胸の奥から湧き上がった衝動を否定しようと、
空は慌てて声を上げた。
「ど、どうしたの七緒ちゃん?」
「……はいはい。子どもやなあ、空ちゃんは」
何事かとおろおろする空に対して、七緒は出し抜けに抱きついた。
「もー、七緒ちゃん、何なの、いきなりこんなところで……」
空の言葉はそれ以上続かなかった。
夕陽に照らされる中、二人の影は重なり続け……
片方の腕が、だらりと垂れ下がる。
どうして……
口をぱくぱくと動かし、言葉にならない声を口にした後、
空は七緒の腕の中で静かに絶命していた。
後ろに回された七緒の腕が、隠し持ったナイフを空の背中に突き立て、
あばら骨の隙間から心臓を刺し貫いていたのだから。
七緒はそれを見届けた後、携帯電話を取り出し、使用した。
「翡翠。一体やつらに汚染された人間を処理したわ。
対応をお願い。

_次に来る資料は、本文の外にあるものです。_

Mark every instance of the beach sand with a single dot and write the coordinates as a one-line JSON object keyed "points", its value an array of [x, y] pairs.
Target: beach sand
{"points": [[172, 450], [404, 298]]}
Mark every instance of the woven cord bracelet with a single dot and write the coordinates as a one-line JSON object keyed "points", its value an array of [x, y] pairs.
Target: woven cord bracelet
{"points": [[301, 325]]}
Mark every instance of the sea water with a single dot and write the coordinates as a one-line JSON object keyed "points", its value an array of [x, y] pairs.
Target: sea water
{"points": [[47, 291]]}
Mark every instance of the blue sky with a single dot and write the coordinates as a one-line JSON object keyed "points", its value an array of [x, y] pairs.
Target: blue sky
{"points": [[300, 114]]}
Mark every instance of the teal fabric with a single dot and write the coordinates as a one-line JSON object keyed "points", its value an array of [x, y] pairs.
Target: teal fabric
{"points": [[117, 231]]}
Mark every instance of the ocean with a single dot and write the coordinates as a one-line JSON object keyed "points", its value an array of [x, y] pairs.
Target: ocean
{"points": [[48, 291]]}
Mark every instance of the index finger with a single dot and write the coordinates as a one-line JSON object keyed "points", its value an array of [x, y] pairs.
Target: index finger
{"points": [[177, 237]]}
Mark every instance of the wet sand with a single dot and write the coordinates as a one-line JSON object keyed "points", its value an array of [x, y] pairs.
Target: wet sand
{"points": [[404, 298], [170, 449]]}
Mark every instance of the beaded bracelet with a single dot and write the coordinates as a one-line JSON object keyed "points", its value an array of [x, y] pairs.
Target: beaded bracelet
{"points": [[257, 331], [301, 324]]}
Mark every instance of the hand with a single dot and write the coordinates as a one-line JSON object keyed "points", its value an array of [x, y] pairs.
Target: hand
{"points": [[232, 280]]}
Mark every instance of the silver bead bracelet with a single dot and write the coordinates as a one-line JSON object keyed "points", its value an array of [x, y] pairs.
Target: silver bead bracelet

……ごめん」
屍食鬼は自衛隊幹部に精神操作をしたという話だったが、
そもそも屍食鬼だけでは接触するのが難しい。
人間の協力者がいない限りは。
魔術師である母親から聞いたことがある。
屍食鬼は人間を同族へと変えることができると。
そして、未だ人類にはその治療法は見つかっていない、と。
七緒と空が見つめ合ったとき、空の瞳の中にあったのは、
抑えきれない七緒への食欲だった。
まだ人間である内に殺す。
友人の尊厳を守るため、それしか七緒にはできなかった。
「……やつらを世界から駆逐しなければいけないのよ。
世界を守るために」
自分に言い聞かせるように、七緒は一人そうつぶやいた。